This country is going crazy this week and I feel like I'm stuck in the middle.
Down my road Haredim are setting fire to dust bins again and throwing rocks at Egged buses - why? Because some homosexuals, bisexuals and transexuals are going to parade through Jerusalem (I'm deliberately NOT using the words 'the holy city' afterwards) to be 'davkaniks'.
They are NOT parading through the old city but in the area of the Knesset - hence lack of 'holy city' as I'm not sure how holy the Knesset area is, or in fact the New city at all. That is not the point though. The point is that Jerusalem has the highest population of Haredim in Israel, and, more relevantly, some of the most extreme Haredim too.
Why choose Jerusalem to parade through? The only reason I can see is 'just davkah' - just because. Yes, the organisers are Jerusalem-based but they could easily have chosen another city - Tel Aviv has had lots of fun with gay parades in the past, Haifa, or a secular suburb of Jerusalem. Yes, the parade organisers want to demonstrate freedom of expression, sexual orientation, opinion, rights etc etc but they could have done this without provoking all of the inevitable violence.
They want to prove a point. The problem is that point is so unintelligable to Jerusalem's ultra-orthodox community there is no point in the point, if you see what I mean. How do you expect people who consider homosexuality as a test that Hashem sends a person to overcome and all sexual practises should be conducted in the utmost privacy (even heterosexual ones), to accept a parade that embraces the opposite of so many Torah values?
Even those sections of the religious community that are 'tolerant' of homosexuality would still prefer not to see it splashed across every billboard and on every street corner, just any person would be uncomfortable to see any couple engaged in sexual promiscuity in public (we still retain an element of appreciation of tznius/modesty, albeit a small one).
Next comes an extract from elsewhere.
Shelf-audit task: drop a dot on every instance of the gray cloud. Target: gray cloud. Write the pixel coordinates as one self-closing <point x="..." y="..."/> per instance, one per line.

So on Friday we are going to see a lot of violence. Although I can understand the source of the anger, I can never understand the persistent resortion to violence by these elements of the religious community. The problem is, it has succeeded in the past and they have every expectation that it will continue to do so.
Should we not give in to bullies, even when we understand their point of view? There are so many alternative ways to express anger and outrage at something other than lobbing rocks at it.